El estilo de Hurkacz —basado en un servicio letal (promedio de 225 km/h en 2023) y una devoción casi obsesiva por el revés plano— ha sido kryptonita para Zverev, cuyo juego desde el fondo de la cancha depende de ritmos largos y pelotas altas. En Perth, el polaco repitió la fórmula: 21 aces (su récord en un partido de dos sets) y un 87% de efectividad con el primer servicio, cifras que solo otros dos tenistas (John Isner y Ivo Karlovic) han superado contra Zverev en la última década. Pero hay un dato aún más revelador: en sus cuatro victorias sobre el alemán, Hurkacz ha perdido solo 1 de 18 sets disputados (el 5.5%), una estadística que lo convierte en su verdugo más eficiente entre los tenistas activos.
La lesión que lo mantuvo fuera de las canchas desde junio de 2025 parecía haberlo borrado del mapa, pero Hurkacz ya había demostrado antes su capacidad para resurgir. Tras caer al N°123 del mundo en 2020 por una fractura en el pie, escaló hasta el top 10 en solo 18 meses, hazaña que solo Carlos Alcaraz y Jannik Sinner han igualado en la era moderna. Su victoria en Perth no es un *flashback*, sino una advertencia: cuando está sano, es el único tenista fuera del top 20 con un balance positivo contra tres top 5 actuales (Zverev, Medvedev y Rublev).

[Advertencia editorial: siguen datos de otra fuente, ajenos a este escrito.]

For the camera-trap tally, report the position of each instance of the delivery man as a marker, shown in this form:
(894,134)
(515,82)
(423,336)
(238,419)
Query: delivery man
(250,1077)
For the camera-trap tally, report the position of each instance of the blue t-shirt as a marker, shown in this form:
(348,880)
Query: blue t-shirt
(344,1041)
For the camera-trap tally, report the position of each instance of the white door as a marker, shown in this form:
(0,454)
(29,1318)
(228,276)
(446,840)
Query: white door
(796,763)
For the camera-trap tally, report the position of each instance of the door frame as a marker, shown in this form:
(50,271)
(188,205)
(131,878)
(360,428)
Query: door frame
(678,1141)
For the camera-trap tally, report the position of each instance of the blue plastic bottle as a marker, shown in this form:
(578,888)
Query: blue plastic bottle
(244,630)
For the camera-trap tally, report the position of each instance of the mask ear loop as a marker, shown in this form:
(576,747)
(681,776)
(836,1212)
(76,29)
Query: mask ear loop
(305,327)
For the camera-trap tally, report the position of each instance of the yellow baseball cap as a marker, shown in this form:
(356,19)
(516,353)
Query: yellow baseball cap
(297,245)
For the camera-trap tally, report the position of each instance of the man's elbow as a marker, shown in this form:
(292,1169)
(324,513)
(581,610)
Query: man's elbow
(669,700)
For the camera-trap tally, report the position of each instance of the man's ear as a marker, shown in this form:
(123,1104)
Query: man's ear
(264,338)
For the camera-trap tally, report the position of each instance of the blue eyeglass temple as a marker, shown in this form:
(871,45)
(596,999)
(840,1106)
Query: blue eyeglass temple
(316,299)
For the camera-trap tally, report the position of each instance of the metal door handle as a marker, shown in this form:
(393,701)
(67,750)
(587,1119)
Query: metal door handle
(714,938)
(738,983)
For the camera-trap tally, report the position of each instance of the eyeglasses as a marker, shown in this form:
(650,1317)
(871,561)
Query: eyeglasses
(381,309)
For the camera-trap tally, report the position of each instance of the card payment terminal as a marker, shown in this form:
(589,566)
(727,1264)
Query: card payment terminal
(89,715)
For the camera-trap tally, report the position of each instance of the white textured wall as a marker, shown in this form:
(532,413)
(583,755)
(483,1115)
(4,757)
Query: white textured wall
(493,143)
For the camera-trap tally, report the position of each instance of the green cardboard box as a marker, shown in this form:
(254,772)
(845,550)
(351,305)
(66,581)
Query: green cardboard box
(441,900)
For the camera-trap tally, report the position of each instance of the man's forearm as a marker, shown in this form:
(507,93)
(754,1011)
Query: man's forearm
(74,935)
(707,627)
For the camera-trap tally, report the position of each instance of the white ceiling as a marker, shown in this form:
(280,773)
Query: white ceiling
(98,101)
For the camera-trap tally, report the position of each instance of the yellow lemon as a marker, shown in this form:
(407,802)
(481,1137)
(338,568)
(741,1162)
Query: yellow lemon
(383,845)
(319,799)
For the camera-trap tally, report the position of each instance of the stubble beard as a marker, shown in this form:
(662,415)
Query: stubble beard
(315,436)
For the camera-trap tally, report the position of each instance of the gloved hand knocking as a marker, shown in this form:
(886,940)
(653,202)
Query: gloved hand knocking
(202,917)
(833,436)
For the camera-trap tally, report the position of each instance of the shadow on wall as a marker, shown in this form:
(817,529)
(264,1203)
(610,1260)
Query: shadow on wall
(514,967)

¿Un *spoiler* para el Australian Open?
El cruce en la United Cup deja una pregunta flotando: si Hurkacz, con solo un partido oficial en siete meses, puede dominar a Zverev así, ¿qué pasará en Melbourne, donde el polaco tiene un historial de cuartos de final en 2024 y el alemán arrastra una sequía de títulos de Grand Slam desde 2021? Zverev llega al Abierto de Australia como tercer preclasificado, pero con un detalle inquietante: en sus últimas cinco participaciones, ha caído antes de semifinales cuatro veces, siempre contra rivales con un juego similar al de Hurkacz (servicio potente y golpes planos). El fantasma de 2022 —cuando una lesión lo dejó fuera de competencia— acecha de nuevo. Esta vez, sin embargo, el peligro no es físico, sino mental: perder contra un rival al que ya teme podría ser el golpe definitivo a su confianza antes del primer *major* del año.